His group already knew by then that pain-related stress was somehow making the melanocyte stem cells in the hair follicle bulb "mature" too soon. These cells are responsible for yielding melanin-producing cells. Melanin is the pigment primarily responsible for skin and hair color.
"In a young individual the cells are undifferentiated, like all stem cells, but with aging, they gradually differentiate. Once the process is complete they stop producing the melanocytes which produce melanin," Cunha said. "We used various methodologies to show that intense sympathetic activity speeds up differentiation significantly. In our model, therefore, pain accelerated the aging of melanocyte stem cells."
"When we started to study this, I expected that stress was bad for the body - but the detrimental impact of stress that we discovered was beyond what I imagined," Hsu said. "After just a few days, all of the pigment-regenerating stem cells were lost. Once they're gone, you can't regenerate pigment anymore. The damage is permanent."
"Acute stress, particularly the fight-or-flight response, has been traditionally viewed to be beneficial for an animal's survival. But in this case, acute stress causes permanent depletion of stem cells," said postdoctoral fellow Bing Zhang, the lead author of the study.
Other systems in the organism are probably affected by intense stress in a similar manner to the hair follicle bulb. "We don't know for sure what the implications are," Cunha said. "I'm currently working with other researchers on an investigation of the effects of sympathetic activity in other stem cell subpopulations."
Altered gene expression
RNA sequencing was one of the methodologies used to explore the mechanisms that promote melanocyte stem cell differentiation. The researchers used this technology to compare the gene expression profiles of mice that received the injection of resiniferatoxin, developing pain, stress and fur color loss, with those of mice injected with a placebo.
"We looked for genes whose expression was most altered after stress induction, and one caught our attention: the gene that encodes a protein called CDK [cyclin-dependent kinase]. This is an enzyme that participates in cell cycle regulation," Cunha said.
When the researchers repeated the pain induction procedure and treated the mice with a CDK inhibitor, they found that melanocyte stem cell differentiation was prevented, as was fur color loss.
"This finding shows that CDK participates in the process and could, therefore, be a therapeutic target," Cunha said. "It's too soon to know whether it will actually become a target someday in clinical practice, but it's worth exploring further."
In another experiment, the researchers demonstrated that when the sympathetic system is robustly activated, the fibers that innervate hair follicle bulbs release noradrenaline very near the melanocyte stem cells.
"We showed that melanocyte stem cells express the protein ADRB2 [beta-2 adrenergic receptor], which is activated by noradrenaline, and we discovered that the stem cells differentiate when this receptor is activated by noradrenaline," Cunha said.
To confirm the finding, the researchers repeated the experiment using mice that had been genetically modified so as not to express ADRB2. As suspected, their fur did not turn white after they were injected with resiniferatoxin.

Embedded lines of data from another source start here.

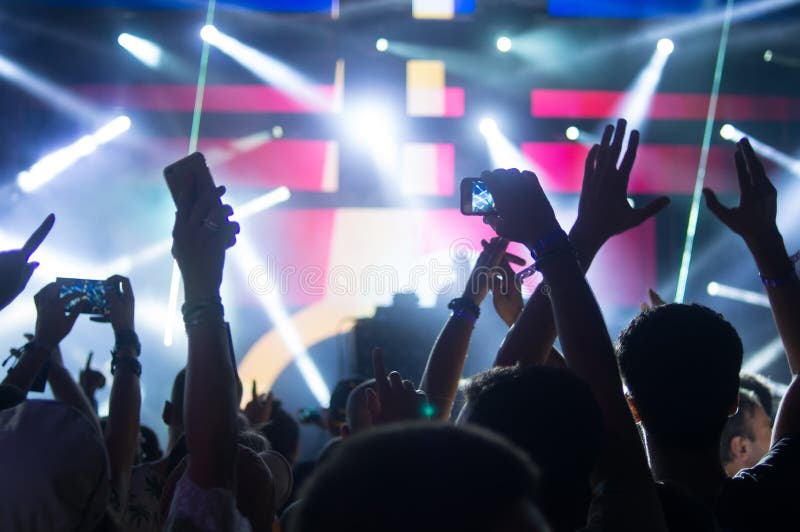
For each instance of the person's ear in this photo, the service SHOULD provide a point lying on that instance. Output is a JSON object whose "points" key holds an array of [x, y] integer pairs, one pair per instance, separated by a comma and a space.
{"points": [[166, 413], [734, 407], [739, 447], [632, 406]]}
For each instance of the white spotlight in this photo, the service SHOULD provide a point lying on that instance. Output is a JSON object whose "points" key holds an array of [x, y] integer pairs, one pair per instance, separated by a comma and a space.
{"points": [[488, 126], [665, 46], [209, 33], [504, 44], [727, 132], [54, 163], [572, 133], [145, 51]]}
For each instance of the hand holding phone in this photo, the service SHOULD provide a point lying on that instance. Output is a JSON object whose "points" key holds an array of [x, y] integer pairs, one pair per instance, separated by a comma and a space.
{"points": [[476, 200]]}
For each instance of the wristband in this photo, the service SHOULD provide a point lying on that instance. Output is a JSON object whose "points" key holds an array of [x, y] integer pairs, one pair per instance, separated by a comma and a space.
{"points": [[465, 303], [127, 338], [466, 315], [132, 363]]}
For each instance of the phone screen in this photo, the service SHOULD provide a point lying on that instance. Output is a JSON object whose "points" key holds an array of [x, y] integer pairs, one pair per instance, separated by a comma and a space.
{"points": [[78, 290], [482, 200], [476, 200]]}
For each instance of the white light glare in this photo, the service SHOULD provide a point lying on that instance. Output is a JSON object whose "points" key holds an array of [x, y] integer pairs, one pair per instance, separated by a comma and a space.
{"points": [[727, 132], [504, 44], [54, 163], [145, 51], [488, 126], [665, 46], [209, 33], [572, 133]]}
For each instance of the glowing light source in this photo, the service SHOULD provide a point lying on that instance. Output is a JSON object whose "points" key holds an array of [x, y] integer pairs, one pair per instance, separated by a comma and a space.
{"points": [[504, 44], [145, 51], [54, 163], [665, 46], [733, 134], [727, 132], [572, 133], [263, 66]]}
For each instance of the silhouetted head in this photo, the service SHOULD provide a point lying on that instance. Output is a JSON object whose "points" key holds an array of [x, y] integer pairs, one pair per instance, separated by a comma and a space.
{"points": [[681, 366], [747, 436], [424, 477], [551, 414]]}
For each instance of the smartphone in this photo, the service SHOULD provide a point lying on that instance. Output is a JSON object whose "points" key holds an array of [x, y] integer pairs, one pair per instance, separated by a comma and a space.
{"points": [[476, 200], [179, 175], [93, 291]]}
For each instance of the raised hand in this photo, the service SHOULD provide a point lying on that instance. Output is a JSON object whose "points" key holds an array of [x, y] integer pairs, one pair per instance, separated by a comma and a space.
{"points": [[754, 218], [506, 292], [15, 270], [259, 409], [52, 324], [524, 213], [393, 399], [201, 234], [604, 210]]}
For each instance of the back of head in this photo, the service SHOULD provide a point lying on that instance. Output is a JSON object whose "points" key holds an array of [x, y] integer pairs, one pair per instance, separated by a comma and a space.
{"points": [[759, 385], [55, 469], [551, 414], [681, 366], [422, 477], [283, 433], [738, 424]]}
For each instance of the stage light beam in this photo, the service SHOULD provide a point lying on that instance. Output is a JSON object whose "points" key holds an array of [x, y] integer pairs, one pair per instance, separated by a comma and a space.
{"points": [[504, 44], [572, 133], [54, 163], [145, 51]]}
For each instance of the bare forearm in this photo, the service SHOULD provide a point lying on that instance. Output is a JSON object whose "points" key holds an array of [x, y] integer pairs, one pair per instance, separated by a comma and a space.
{"points": [[773, 262], [24, 373], [122, 427], [445, 365], [210, 411]]}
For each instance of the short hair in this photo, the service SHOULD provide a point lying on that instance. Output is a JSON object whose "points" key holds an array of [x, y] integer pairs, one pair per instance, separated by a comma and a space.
{"points": [[283, 432], [551, 414], [759, 385], [681, 366], [417, 476], [739, 424]]}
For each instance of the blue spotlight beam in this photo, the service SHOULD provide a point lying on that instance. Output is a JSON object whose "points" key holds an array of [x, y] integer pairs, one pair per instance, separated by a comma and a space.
{"points": [[175, 278], [694, 212]]}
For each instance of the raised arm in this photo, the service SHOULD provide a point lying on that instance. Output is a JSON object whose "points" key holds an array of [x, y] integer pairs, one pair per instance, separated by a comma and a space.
{"points": [[446, 361], [52, 326], [603, 212], [754, 220], [122, 427], [525, 215], [201, 235]]}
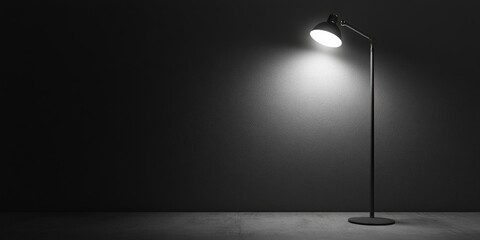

"In another test, we injected noradrenaline directly into the skin of the mouse. As a result, the fur around the site of the injection turned white," Cunha said.
Finally, the group treated a primary culture of human melanocytes (melanin-producing cells obtained directly from the skin of a volunteer) with noradrenaline, which as noted earlier is released by the sympathetic nerve fibers in hair follicles. The result was an increase in expression of CDK similar to that observed in mice.
According to Cunha, the researchers do not yet know if there will be future aesthetic applications for their findings, such as the development of a drug that prevents the hair color loss associated with aging. "It would be necessary to see if a CDK inhibitor has side-effects, and if so whether they would be outweighed by the aesthetic benefit," he said.